Его отпустили, пригрозив высылкой.
Что могли инкриминировать ему в ГПУ?
– Вы называли себя королем? – спросил его следователь.
– Да... королем пошляков.
– Что это значит?
– Видите ли, я открываю глаза большой категории людей...
– На что вы открываете им глаза?
– Они должны понять свою обреченность.
– Вы сказали: большая категория людей. Кого вы подразумеваете под этой категорией?
– Всех тех, кого вы называете упадочниками. Носителей упадочных настроений. Разрешите, я объясню подробней.
– Я буду вам благодарен.
– ...целый ряд человеческих чувств кажется мне подлежащим уничтожению...
– Например? Чувства...
– ...жалости, нежности, гордости, ревности, любви – словом, почти все чувства, из которых состояла душа человека кончающейся эры. Эра социализма создаст взамен прежних чувствований новую серию состояний человеческой души.
– Так-с.
– Я вижу, вы не понимаете меня. Гонениям подвергается коммунист, ужаленный змеей ревности. И жалостливый коммунист также подвергается гонениям. Лютик жалости, ящерица тщеславия, змея ревности – эта флора и фауна должна быть изгнана из сердца нового человека.
...вы меня извините, я говорю несколько красочно, вам покажется: витиевато? Вам не трудно? Благодарю вас. Воды? Нет, я не хочу воды... Я люблю говорить красиво...
...знаем мы, что могила комсомольца, наложившего на себя руки, украшается, вперемежку с венками, также и проклятиями соратников. Человек нового мира говорит: самоубийство есть акт упадочнический. А человек старого мира говорил: он должен был покончить с собой, чтобы спасти свою честь. Таким образом, видим мы, что новый человек приучает себя презирать старинные, прославленные поэтами и самой музой истории чувства. Ну вот-с. Я хочу устроить последний парад этих чувств.

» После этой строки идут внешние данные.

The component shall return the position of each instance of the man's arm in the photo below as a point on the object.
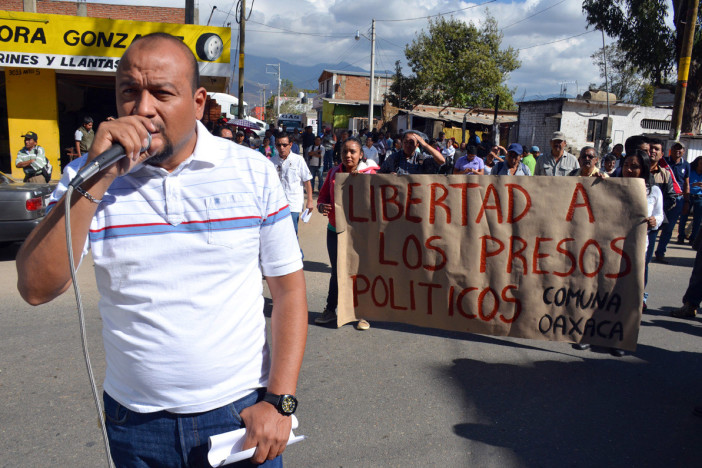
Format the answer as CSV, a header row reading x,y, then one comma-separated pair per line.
x,y
45,249
266,428
310,201
436,154
22,164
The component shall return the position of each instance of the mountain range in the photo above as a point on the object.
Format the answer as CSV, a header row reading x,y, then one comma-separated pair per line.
x,y
303,76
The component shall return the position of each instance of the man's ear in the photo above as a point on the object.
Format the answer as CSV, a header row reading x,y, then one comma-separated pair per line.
x,y
199,100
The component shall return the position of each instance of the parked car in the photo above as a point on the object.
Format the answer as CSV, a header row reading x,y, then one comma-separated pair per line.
x,y
22,207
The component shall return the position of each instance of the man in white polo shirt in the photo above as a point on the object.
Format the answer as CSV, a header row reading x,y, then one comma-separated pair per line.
x,y
294,175
180,236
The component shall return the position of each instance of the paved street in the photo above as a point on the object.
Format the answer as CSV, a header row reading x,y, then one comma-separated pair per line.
x,y
395,395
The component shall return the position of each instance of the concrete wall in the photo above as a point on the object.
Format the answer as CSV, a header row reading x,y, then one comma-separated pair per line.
x,y
536,128
134,12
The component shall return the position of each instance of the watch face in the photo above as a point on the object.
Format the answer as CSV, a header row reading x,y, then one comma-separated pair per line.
x,y
288,404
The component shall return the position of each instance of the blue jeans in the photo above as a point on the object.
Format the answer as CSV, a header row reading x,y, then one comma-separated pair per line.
x,y
168,440
667,229
317,174
333,294
693,295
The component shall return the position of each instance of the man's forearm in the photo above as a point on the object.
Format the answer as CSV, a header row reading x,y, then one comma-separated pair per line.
x,y
45,249
288,331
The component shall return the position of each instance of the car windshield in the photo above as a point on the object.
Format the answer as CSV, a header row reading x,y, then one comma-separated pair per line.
x,y
5,179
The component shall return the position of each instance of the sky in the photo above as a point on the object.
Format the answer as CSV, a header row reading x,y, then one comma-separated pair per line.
x,y
555,42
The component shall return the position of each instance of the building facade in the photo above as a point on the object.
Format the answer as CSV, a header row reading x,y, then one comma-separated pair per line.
x,y
582,121
343,98
55,69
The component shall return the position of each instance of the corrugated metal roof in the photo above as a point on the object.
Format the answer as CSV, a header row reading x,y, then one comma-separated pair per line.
x,y
473,119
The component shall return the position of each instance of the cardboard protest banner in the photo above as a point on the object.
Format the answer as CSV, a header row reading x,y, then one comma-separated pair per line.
x,y
548,258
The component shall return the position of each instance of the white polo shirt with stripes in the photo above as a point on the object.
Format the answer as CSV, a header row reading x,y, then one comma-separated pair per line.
x,y
178,261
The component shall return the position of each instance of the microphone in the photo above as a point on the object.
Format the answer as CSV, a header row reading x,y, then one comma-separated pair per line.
x,y
113,154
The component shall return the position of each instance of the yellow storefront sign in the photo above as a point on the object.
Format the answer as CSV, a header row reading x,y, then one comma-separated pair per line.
x,y
95,44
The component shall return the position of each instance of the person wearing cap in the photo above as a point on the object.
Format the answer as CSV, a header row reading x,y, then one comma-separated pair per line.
x,y
558,162
530,159
470,163
681,170
512,164
84,136
588,164
441,141
32,159
411,158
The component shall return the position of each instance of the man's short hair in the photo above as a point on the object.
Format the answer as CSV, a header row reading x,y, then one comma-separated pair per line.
x,y
633,143
194,68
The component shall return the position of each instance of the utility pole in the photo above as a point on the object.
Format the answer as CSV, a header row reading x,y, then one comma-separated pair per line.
x,y
242,33
684,69
277,65
372,83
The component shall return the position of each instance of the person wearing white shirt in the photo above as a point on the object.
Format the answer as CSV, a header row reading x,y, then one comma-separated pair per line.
x,y
180,234
294,175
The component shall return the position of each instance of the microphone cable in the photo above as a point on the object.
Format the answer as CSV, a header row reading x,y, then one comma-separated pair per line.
x,y
81,319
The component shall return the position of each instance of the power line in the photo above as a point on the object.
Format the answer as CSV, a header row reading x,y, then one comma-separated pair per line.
x,y
558,40
532,15
300,32
440,14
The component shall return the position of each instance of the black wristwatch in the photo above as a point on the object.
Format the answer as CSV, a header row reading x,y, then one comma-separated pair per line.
x,y
285,404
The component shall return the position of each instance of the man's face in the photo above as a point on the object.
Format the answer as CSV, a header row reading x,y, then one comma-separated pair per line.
x,y
655,152
677,152
153,81
512,159
558,146
588,160
284,146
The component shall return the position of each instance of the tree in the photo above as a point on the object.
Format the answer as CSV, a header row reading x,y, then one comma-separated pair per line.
x,y
651,45
625,79
456,64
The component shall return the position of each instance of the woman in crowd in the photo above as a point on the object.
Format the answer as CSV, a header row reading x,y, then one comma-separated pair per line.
x,y
638,165
512,164
351,162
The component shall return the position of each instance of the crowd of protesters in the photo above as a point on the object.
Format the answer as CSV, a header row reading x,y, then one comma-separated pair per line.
x,y
673,185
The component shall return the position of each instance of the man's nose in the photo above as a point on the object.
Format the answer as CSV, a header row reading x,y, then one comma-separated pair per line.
x,y
145,104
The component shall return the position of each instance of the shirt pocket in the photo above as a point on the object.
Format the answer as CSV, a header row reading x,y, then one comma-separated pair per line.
x,y
233,220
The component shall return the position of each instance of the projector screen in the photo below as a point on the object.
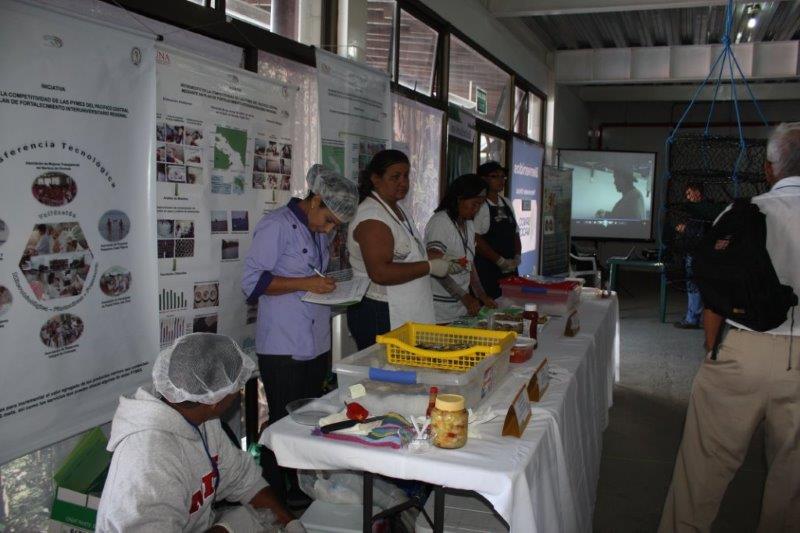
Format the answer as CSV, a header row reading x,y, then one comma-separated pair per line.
x,y
612,193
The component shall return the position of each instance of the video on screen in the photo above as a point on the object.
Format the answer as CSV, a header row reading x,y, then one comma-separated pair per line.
x,y
612,193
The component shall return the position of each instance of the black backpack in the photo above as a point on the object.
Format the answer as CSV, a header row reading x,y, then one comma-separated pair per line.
x,y
735,274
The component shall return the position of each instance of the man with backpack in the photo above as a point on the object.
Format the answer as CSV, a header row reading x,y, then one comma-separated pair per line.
x,y
748,271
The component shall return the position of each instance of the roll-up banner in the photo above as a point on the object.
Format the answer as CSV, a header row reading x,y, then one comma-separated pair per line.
x,y
525,194
77,278
355,113
223,158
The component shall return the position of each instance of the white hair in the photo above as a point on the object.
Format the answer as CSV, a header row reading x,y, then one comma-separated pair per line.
x,y
783,150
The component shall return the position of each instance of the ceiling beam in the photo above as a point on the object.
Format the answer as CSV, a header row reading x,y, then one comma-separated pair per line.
x,y
768,10
790,25
681,93
535,8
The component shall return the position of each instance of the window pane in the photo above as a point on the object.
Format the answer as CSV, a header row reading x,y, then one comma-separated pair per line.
x,y
305,150
535,106
256,12
283,17
519,111
417,54
418,133
492,149
478,84
380,34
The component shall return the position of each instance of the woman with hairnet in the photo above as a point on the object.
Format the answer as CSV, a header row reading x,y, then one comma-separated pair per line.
x,y
293,337
173,461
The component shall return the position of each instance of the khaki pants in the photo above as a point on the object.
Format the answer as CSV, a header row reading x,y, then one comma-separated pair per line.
x,y
748,383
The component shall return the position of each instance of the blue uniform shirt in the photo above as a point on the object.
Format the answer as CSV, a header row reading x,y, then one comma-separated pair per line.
x,y
284,246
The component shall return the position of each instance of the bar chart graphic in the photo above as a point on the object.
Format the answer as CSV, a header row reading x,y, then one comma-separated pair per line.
x,y
170,300
171,328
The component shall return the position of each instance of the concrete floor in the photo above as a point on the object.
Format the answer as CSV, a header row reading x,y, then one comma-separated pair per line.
x,y
641,441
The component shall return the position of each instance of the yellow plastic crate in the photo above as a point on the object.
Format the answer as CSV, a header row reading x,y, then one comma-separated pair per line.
x,y
401,345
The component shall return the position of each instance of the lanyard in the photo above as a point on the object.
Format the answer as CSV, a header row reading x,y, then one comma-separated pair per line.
x,y
214,467
405,224
463,237
314,240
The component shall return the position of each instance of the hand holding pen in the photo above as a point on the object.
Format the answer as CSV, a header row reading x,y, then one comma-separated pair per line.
x,y
320,283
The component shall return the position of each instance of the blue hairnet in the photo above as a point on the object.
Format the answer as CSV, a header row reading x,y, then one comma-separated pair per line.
x,y
202,368
338,193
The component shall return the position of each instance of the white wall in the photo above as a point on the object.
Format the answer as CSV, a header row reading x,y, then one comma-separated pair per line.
x,y
572,119
473,19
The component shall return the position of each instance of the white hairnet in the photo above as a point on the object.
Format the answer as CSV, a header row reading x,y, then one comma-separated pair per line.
x,y
202,368
338,193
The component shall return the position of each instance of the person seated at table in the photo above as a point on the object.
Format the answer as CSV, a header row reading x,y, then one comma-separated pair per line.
x,y
385,246
172,460
450,235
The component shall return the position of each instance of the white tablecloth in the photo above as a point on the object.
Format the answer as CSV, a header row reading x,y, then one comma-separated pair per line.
x,y
543,482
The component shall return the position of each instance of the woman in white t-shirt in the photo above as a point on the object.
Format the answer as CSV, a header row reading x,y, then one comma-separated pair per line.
x,y
385,246
450,235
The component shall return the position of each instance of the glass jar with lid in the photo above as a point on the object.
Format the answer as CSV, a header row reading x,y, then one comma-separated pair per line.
x,y
449,421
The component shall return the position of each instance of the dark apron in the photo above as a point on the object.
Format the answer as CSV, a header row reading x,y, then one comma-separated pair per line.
x,y
502,238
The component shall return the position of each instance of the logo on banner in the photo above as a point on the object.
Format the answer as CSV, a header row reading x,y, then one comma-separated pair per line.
x,y
162,57
136,55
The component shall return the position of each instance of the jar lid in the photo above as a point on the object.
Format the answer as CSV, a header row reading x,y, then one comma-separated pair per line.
x,y
450,402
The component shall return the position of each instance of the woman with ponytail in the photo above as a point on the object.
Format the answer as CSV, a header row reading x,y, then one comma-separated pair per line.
x,y
386,247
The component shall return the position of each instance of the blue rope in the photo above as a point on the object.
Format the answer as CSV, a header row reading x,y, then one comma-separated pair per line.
x,y
716,91
750,91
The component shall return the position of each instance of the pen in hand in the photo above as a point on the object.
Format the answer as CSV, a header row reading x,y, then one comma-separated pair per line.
x,y
320,286
316,271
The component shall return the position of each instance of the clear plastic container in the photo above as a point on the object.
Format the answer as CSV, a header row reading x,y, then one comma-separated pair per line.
x,y
557,298
405,389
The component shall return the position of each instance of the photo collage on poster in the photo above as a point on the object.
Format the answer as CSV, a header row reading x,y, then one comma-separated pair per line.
x,y
272,165
174,306
179,151
57,260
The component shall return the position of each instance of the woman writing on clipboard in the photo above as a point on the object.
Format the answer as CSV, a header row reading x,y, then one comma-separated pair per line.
x,y
293,337
385,245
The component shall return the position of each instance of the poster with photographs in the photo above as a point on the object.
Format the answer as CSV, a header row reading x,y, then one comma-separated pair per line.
x,y
223,158
77,278
355,113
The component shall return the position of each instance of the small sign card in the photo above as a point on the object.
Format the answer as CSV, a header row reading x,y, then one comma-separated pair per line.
x,y
519,414
573,325
539,382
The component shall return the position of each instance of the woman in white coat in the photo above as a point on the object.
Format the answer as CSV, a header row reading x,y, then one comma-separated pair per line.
x,y
385,245
450,234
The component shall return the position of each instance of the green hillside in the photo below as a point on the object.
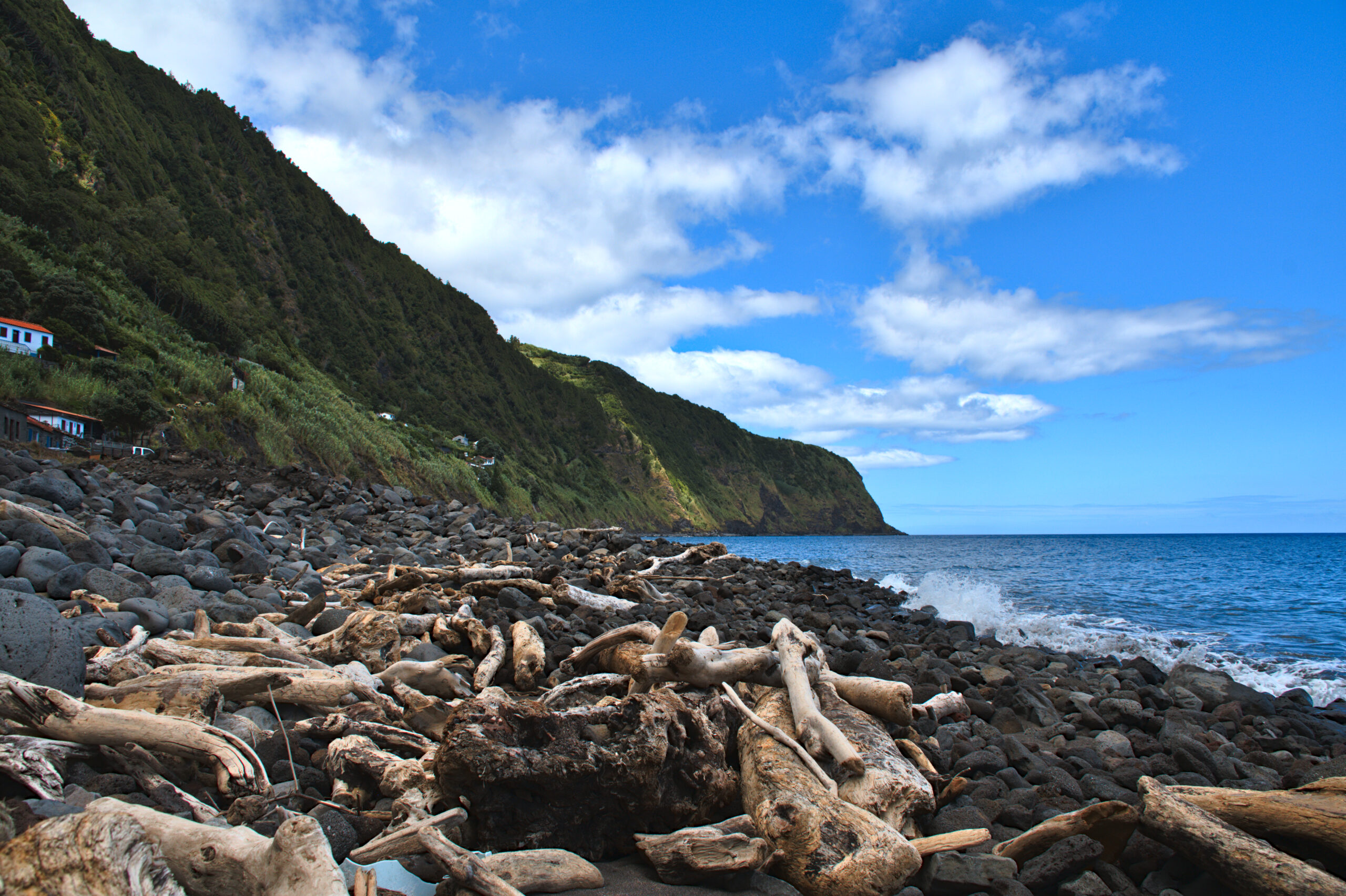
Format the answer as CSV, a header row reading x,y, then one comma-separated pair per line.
x,y
148,217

– Это и есть то, что вы называете заговором чувств?
– Да. Это и есть заговор чувств, во главе которого стою я.
– Продолжайте.
– Да. Я хотел бы объединить вокруг себя некую труппу... Понимаете ли вы меня?
...видите ли, можно допустить, что старинные чувства были прекрасны. Примеры великой любви, скажем, к женщине или отечеству. Мало ли что! Согласитесь, кое-что из воспоминаний этих волнует и до сих пор. Ведь правда? И вот хотелось бы мне...
...знаете, бывает, электрическая лампочка неожиданно тухнет. Перегорела, говорите вы. И эту перегоревшую лампочку если встряхнуть, то она вспыхнет снова и будет еще гореть некоторое время. Внутри лампы происходит крушение. Вольфрамовы нити обламываются, и от соприкосновения обломков лампе возвращается жизнь. Короткая, неестественная, нескрываемо обреченная жизнь – лихорадка, слишком яркий накал, блеск. Затем наступит тьма, жизнь не вернется, и во тьме лишь будут позванивать мертвые, обгоревшие нити. Вы понимаете меня? Но короткий блеск прекрасен!
...Я хочу встряхнуть...
...Я хочу встряхнуть сердце перегоревшей эпохи. Лампу-сердце, чтобы обломки соприкоснулись...
...и вызвать мгновенный прекрасный блеск...
...я хочу найти представителей оттуда, из того, что называете вы старым миром. Те чувства я имею в виду: ревность, любовь к женщине, честолюбие. Глупца я хочу найти такого, чтоб показать вам: вот, товарищи, представитель того человеческого состояния, которое называется «глупость».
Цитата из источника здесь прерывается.